Skip the box stores and check with roofing suppliers. There are several here in KC. ABC and Spec come to mind right off. You'll find that the box stores often deal through local distributors anyhow, so you're just adding the box store as a middleman (and often an incompetent one at that). Most any roofing supplier will be able to deliver to you and belt the bundles right up onto your roof for a reasonable fee.


----------



## GrumpyInKC (Oct 2, 2008)

Thanks everyone for the replies. I just needed a sanity check and it looks like what everyone is saying is more in line with what I thought.

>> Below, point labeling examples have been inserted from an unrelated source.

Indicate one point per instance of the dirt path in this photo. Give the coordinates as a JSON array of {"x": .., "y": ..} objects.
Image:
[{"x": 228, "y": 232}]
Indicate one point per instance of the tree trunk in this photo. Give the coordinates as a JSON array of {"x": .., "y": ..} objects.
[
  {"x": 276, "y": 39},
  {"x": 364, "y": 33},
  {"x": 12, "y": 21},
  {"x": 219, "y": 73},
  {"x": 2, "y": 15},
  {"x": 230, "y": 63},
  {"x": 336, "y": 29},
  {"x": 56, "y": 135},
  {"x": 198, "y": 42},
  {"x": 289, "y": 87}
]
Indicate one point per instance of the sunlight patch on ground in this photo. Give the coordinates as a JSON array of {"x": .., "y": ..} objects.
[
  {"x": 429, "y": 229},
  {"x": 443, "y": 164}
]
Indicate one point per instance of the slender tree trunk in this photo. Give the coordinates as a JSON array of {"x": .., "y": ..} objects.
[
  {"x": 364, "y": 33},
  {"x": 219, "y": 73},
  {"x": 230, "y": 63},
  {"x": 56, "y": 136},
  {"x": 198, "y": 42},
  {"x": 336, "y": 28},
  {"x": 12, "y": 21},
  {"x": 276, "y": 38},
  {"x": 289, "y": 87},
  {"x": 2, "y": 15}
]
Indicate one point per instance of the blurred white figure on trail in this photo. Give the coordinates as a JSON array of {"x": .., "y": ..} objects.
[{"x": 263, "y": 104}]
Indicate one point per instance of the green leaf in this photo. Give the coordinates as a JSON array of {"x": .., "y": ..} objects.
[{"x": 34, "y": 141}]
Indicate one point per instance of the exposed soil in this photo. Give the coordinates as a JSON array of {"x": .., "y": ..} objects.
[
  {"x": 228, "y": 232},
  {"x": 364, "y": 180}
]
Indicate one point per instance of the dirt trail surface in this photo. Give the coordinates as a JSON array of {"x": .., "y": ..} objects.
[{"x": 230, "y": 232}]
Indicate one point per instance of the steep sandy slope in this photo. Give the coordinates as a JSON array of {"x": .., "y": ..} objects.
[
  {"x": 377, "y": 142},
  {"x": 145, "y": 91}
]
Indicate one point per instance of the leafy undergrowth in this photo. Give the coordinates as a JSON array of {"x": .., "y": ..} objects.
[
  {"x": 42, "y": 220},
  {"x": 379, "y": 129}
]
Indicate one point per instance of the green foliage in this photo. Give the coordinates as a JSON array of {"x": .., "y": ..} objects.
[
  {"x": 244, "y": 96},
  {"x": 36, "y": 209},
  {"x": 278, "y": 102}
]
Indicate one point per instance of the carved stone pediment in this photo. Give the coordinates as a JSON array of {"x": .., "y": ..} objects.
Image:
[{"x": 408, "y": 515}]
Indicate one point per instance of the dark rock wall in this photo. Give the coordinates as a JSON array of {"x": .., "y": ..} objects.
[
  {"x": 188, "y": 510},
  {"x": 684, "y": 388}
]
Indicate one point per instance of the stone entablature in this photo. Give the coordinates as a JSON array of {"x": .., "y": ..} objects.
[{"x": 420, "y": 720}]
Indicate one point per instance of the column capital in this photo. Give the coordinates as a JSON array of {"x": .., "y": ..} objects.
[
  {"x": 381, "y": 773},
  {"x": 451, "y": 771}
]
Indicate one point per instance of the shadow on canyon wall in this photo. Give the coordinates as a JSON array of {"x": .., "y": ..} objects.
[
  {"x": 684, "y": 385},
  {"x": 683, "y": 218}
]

> I could do it here for around 5k if everything was as easy as you descibed. Your price for delivery cost from Home Depot is crazy.I usually get a charge for $100 plus a $1 a unit for rooftop delivery


I would be happy with that delivery cost, $160 vs $720. 

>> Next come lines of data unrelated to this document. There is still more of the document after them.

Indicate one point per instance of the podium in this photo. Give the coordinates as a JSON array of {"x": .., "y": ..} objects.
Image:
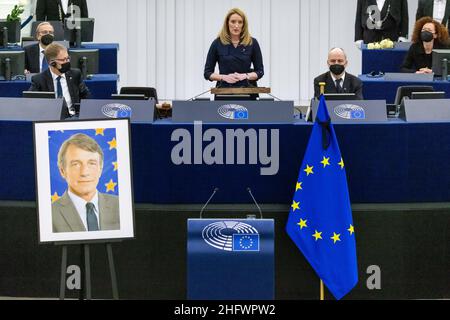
[
  {"x": 240, "y": 91},
  {"x": 230, "y": 259}
]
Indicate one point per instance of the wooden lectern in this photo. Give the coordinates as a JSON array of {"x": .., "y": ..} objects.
[{"x": 239, "y": 91}]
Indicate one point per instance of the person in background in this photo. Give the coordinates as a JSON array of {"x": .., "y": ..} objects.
[
  {"x": 35, "y": 61},
  {"x": 337, "y": 80},
  {"x": 381, "y": 19},
  {"x": 439, "y": 10},
  {"x": 428, "y": 35},
  {"x": 57, "y": 10},
  {"x": 61, "y": 79}
]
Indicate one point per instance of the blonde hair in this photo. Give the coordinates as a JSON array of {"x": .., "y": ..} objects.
[{"x": 224, "y": 34}]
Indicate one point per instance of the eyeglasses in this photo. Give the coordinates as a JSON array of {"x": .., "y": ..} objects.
[
  {"x": 46, "y": 32},
  {"x": 67, "y": 59}
]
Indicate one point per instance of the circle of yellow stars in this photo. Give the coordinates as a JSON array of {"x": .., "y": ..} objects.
[{"x": 296, "y": 205}]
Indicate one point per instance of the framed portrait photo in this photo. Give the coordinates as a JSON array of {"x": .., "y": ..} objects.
[{"x": 83, "y": 180}]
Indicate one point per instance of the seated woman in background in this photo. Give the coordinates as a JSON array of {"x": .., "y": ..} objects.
[{"x": 428, "y": 35}]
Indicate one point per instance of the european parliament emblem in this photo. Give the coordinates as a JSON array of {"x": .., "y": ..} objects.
[
  {"x": 350, "y": 112},
  {"x": 117, "y": 110},
  {"x": 231, "y": 236},
  {"x": 246, "y": 242},
  {"x": 233, "y": 112}
]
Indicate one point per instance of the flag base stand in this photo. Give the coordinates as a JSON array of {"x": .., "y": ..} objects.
[
  {"x": 85, "y": 266},
  {"x": 322, "y": 291}
]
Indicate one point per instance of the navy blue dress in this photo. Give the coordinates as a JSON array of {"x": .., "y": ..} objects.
[{"x": 233, "y": 60}]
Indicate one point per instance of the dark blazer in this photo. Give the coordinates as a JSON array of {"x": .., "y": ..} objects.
[
  {"x": 416, "y": 58},
  {"x": 352, "y": 84},
  {"x": 425, "y": 9},
  {"x": 51, "y": 10},
  {"x": 65, "y": 216},
  {"x": 32, "y": 58},
  {"x": 77, "y": 88},
  {"x": 398, "y": 11}
]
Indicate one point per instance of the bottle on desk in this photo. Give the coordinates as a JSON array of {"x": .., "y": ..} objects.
[{"x": 444, "y": 69}]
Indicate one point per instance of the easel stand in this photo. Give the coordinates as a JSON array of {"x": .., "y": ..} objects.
[{"x": 85, "y": 266}]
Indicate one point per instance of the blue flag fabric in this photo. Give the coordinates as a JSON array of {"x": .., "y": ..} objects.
[{"x": 320, "y": 220}]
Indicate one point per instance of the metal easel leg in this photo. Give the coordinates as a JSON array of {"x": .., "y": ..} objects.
[
  {"x": 112, "y": 271},
  {"x": 62, "y": 288}
]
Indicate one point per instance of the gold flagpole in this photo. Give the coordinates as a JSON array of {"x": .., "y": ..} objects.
[
  {"x": 322, "y": 87},
  {"x": 322, "y": 290}
]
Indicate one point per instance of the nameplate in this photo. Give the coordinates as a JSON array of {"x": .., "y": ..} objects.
[
  {"x": 138, "y": 111},
  {"x": 353, "y": 111},
  {"x": 239, "y": 91},
  {"x": 432, "y": 110},
  {"x": 30, "y": 109},
  {"x": 233, "y": 111},
  {"x": 409, "y": 77}
]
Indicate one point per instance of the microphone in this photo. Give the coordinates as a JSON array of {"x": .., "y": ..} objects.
[
  {"x": 193, "y": 98},
  {"x": 207, "y": 202},
  {"x": 254, "y": 200}
]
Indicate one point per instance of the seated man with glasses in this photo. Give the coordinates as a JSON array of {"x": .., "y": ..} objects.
[
  {"x": 61, "y": 79},
  {"x": 428, "y": 35},
  {"x": 34, "y": 54}
]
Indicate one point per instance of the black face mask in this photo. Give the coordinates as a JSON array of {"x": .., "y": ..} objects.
[
  {"x": 64, "y": 67},
  {"x": 47, "y": 39},
  {"x": 426, "y": 36},
  {"x": 337, "y": 69}
]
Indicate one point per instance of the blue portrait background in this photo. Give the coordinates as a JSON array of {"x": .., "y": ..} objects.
[{"x": 106, "y": 138}]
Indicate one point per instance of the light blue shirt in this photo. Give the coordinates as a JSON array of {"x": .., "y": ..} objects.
[{"x": 80, "y": 205}]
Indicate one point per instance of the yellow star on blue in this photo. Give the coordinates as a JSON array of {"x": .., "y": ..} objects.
[
  {"x": 336, "y": 237},
  {"x": 295, "y": 206},
  {"x": 317, "y": 235},
  {"x": 302, "y": 224},
  {"x": 325, "y": 161}
]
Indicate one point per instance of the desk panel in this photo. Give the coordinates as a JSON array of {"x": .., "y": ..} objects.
[
  {"x": 391, "y": 162},
  {"x": 101, "y": 86},
  {"x": 378, "y": 88}
]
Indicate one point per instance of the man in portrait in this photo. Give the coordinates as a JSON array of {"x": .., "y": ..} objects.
[{"x": 83, "y": 207}]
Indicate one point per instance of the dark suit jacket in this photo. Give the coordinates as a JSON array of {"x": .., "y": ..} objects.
[
  {"x": 77, "y": 88},
  {"x": 398, "y": 11},
  {"x": 32, "y": 58},
  {"x": 65, "y": 216},
  {"x": 425, "y": 9},
  {"x": 417, "y": 59},
  {"x": 352, "y": 84},
  {"x": 51, "y": 10}
]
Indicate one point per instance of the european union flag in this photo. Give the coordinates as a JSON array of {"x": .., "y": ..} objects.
[
  {"x": 320, "y": 220},
  {"x": 245, "y": 242}
]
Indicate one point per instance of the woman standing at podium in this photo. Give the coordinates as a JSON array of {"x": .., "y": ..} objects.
[
  {"x": 428, "y": 35},
  {"x": 235, "y": 51}
]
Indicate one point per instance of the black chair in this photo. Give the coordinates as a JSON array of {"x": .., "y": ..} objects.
[
  {"x": 406, "y": 91},
  {"x": 149, "y": 92}
]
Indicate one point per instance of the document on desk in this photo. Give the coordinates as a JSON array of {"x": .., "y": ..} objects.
[{"x": 409, "y": 77}]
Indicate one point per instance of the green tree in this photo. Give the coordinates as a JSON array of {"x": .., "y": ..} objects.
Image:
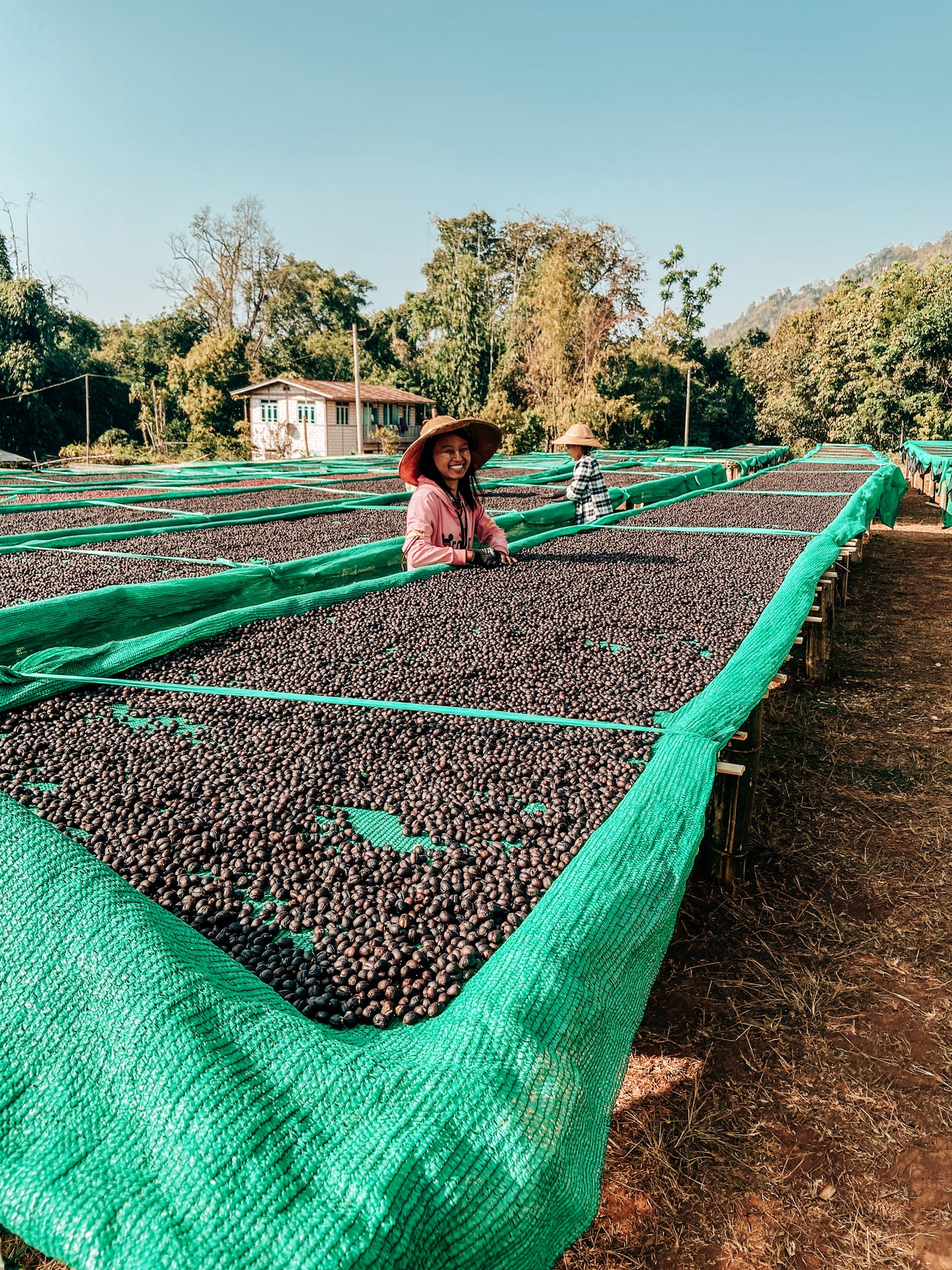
[
  {"x": 308, "y": 320},
  {"x": 138, "y": 353},
  {"x": 204, "y": 380},
  {"x": 452, "y": 324},
  {"x": 871, "y": 364},
  {"x": 693, "y": 300},
  {"x": 42, "y": 343}
]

The roof does look pretty straight forward to me, no hips, valleys, etc. the only "tricky" parts are the flashing around a chimney and the garage roof runs under the eve of the house and only leaves a few inches between the peak of the garage and the soffit in that area.

I should have also mentioned that the house roof, about 13 sqares is 2 layers. He also said he thought they would need to replace one or two sheets of sheething. He thought one for sure (water damage at bottom corner of garage where shingles got broke by a basketball that took a bad bounce off of the rim a couple of years ago). The other he would have on hand incase they needed it. I didn't mention these in my original post as I didn't think either would add more than a couple of hundred to the estimate.


----------



## GrumpyInKC (Oct 2, 2008)

thekctermite said:


> Skip the box stores and check with roofing suppliers. There are several here in KC. ABC and Spec come to mind right off. You'll find that the box stores often deal through local distributors anyhow, so you're just adding the box store as a middleman (and often an incompetent one at that). Most any roofing supplier will be able to deliver to you and belt the bundles right up onto your roof for a reasonable fee.


Went by ABC over my lunch hour but they're wholesale only (at least according to their door). I'll try calling Spec and see what they have to say. Know any others?


----------



## Termite (Apr 13, 2008)

There are actually dozens of them. Do a Google search for "roof supply kansas city" (or Overland Park, Lees Summit, or wherever) and you'll find a number of them. Make some calls and check prices.

Sometimes wholesalers will deal with contractors only, but some will let you pay cash or check, or open an account with them. You won't get their best price necessarily, because they have to protect their customers that are roofing contractors. It never hurts to ask.


----------



## 747 (Feb 11, 2005)

ABC in my area charges 25 dollars gas only charge for curb side delivery. The most you should pay for rooftop is 85 dollars. What shingle do you want to go with? Gaf Timberline 30 or Tamko 30 or landmark 30 you don't say. I think the estimate is high for kc area. That isn't a prime big money area. 19 square should be around 5 thousand. If you have a chimmey that needs to be flashed that is a additional cost. A roofer would figure 4-7 hours labor there.

Ps have thekctermite give you the names of some roofing contractors he knows for bids.


----------